Outro caso de crase é quando a proposição “a” se junta ao “a” que é a primeira letra da palavra “aquele”.

Isso ocorre, por exemplo, na frase “Vá àquele mercado”, em que se fala de um mercado específico.

“‘Vá a algum lugar’, que lugar é esse? ‘Aquele mercado’. Então a preposição ‘a’, do verbo ir, e a letra ‘a’ inicial da palavra ‘aquele’ fundem-se e ocorre o acento grave no ‘a’ inicial de ‘aquele’”, explica Pasquale.

“Posso escrever separadamente – ‘Vá a aquele mercado’? Posso.
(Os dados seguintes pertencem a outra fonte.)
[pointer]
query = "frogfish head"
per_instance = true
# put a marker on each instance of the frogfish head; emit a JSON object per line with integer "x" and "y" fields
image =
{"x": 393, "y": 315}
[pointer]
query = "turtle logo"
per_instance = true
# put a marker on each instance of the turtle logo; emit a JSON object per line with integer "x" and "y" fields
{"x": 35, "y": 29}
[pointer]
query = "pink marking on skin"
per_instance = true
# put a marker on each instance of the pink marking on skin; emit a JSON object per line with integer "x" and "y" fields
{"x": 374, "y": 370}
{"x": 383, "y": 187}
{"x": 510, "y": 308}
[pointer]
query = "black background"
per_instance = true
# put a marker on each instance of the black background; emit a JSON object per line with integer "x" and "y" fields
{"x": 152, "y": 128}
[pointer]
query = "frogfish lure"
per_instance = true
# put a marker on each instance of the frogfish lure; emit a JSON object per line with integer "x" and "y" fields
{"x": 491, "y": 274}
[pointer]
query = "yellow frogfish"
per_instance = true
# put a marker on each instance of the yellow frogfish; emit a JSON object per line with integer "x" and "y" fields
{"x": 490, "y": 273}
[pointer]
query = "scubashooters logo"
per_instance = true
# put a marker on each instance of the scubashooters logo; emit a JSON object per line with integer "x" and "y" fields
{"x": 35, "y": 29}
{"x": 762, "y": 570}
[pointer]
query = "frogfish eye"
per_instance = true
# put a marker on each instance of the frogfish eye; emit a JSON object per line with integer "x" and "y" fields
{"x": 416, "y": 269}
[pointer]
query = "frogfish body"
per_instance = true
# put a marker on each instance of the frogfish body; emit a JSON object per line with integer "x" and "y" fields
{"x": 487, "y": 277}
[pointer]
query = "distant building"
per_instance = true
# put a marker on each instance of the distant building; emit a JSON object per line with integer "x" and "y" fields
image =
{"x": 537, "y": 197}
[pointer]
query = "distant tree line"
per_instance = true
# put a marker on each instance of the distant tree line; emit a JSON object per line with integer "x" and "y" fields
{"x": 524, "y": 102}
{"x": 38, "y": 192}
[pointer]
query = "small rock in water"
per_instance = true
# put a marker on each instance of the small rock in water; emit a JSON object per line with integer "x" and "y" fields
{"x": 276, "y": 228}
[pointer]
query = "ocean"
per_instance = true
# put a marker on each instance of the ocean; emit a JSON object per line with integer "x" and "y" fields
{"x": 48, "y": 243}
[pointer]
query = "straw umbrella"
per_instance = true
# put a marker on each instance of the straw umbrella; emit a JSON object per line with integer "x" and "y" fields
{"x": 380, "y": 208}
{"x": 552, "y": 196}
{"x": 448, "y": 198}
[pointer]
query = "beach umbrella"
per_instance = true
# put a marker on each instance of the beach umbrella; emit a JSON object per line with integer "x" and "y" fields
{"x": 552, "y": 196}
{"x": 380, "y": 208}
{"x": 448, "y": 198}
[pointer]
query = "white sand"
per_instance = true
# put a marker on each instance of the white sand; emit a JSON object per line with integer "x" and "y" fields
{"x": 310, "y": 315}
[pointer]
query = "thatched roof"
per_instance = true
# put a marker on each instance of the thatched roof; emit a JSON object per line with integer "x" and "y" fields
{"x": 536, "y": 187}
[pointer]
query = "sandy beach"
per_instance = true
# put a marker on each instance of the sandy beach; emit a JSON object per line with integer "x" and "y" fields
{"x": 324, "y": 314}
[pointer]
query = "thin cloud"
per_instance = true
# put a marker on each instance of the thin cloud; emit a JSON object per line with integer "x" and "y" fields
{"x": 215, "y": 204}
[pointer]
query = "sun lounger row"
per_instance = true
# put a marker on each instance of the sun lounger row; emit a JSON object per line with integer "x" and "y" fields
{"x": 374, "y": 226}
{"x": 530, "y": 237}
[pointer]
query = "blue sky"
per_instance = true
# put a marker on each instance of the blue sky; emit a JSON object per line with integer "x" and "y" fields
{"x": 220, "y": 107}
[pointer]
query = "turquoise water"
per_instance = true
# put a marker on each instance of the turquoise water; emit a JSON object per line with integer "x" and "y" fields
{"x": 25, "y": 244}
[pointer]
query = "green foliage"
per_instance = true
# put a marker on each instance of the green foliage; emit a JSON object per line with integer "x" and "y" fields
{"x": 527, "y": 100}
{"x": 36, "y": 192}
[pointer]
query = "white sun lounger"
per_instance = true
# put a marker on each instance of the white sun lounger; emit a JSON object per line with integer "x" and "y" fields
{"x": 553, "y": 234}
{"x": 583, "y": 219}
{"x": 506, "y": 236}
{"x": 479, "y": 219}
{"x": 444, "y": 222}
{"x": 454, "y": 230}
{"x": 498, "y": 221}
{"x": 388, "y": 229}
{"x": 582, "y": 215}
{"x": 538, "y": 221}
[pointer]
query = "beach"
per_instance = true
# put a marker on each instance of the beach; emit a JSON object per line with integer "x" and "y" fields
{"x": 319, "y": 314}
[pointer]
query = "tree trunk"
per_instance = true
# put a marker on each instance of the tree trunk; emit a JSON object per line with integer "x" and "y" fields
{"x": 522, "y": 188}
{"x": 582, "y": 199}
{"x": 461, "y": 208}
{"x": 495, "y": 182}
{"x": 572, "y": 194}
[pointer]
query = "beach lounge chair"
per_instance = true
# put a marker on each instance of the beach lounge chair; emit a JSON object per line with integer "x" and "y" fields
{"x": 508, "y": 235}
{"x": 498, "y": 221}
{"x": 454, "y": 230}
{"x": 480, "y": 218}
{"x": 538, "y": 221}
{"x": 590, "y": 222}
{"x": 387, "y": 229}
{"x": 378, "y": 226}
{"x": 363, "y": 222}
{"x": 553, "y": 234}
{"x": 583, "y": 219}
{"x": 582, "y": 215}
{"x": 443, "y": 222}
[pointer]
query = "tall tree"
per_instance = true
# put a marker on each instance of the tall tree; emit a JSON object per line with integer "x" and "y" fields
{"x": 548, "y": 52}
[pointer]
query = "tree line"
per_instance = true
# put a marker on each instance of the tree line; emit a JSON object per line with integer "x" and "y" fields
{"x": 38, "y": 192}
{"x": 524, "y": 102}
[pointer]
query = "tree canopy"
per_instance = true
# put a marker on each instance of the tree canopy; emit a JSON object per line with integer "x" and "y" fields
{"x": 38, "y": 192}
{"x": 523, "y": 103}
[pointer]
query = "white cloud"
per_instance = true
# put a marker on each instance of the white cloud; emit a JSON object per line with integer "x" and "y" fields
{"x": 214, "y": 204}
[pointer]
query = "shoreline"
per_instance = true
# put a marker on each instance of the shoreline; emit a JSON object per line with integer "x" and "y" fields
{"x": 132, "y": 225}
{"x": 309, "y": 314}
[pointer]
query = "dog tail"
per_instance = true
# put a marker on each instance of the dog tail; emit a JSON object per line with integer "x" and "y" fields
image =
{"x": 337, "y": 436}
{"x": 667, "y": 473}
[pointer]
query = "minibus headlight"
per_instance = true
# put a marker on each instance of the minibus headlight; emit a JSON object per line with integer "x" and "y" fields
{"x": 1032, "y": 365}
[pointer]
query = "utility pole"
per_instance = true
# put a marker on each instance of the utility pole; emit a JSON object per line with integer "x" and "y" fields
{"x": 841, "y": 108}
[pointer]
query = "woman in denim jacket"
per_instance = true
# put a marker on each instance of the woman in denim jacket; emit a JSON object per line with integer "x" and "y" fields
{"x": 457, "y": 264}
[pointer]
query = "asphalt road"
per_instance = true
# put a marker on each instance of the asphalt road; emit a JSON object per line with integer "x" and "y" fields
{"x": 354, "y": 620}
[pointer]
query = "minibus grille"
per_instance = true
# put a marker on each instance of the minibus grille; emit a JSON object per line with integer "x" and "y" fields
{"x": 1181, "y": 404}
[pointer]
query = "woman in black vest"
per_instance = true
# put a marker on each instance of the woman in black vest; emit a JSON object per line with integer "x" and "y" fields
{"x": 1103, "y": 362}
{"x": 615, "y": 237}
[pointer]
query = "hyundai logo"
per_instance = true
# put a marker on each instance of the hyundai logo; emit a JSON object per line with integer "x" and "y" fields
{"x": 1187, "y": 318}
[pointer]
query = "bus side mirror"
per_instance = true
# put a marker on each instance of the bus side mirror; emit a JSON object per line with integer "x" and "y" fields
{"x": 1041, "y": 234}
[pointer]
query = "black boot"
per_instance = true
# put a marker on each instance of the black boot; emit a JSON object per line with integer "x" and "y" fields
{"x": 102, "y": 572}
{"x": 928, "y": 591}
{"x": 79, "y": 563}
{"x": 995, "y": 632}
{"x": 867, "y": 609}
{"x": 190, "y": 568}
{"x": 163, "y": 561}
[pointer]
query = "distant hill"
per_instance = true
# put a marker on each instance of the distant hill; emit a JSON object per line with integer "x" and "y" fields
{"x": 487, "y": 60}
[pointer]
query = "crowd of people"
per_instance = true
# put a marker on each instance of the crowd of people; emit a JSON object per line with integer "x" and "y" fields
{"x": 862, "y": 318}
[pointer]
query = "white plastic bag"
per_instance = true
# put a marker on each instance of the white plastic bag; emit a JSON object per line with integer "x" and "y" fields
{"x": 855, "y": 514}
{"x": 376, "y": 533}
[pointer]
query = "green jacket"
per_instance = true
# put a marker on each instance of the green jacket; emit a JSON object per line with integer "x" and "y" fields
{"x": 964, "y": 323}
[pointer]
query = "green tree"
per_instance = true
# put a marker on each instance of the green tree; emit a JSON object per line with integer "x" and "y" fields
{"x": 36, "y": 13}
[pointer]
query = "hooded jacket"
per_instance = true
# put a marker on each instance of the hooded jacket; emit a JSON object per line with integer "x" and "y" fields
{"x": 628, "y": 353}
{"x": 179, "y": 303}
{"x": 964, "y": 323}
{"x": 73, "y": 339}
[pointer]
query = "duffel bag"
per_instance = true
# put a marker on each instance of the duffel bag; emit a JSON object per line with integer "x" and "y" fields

Ninguém faz isso. Mas essa fusão não é obrigatória.”

Palavras subentendidas

A frase “Sua proposta é igual à do concorrente”, tem acento grave indicador de crase porque está subentendida a repetição da palavra “proposta” – “Sua proposta é igual à proposta do concorrente”.

“Se uma coisa é igual, é igual a”, afirma o professor. “Já sai um ‘a’ daí. Preposição ‘a’, né?”

Como “proposta” é um substantivo feminino que pede artigo, a preposição “a” se junta com o artigo “a” que o antecede, ocorrendo o acento grave indicador de crase.

“Quer ver como é fácil perceber?”, pergunta o professor. “Em vez de ‘proposta’, (use) ‘orçamento’, que é palavra masculina. Como é que vai ser? ‘Seu orçamento é igual ao (do concorrente)”, indica.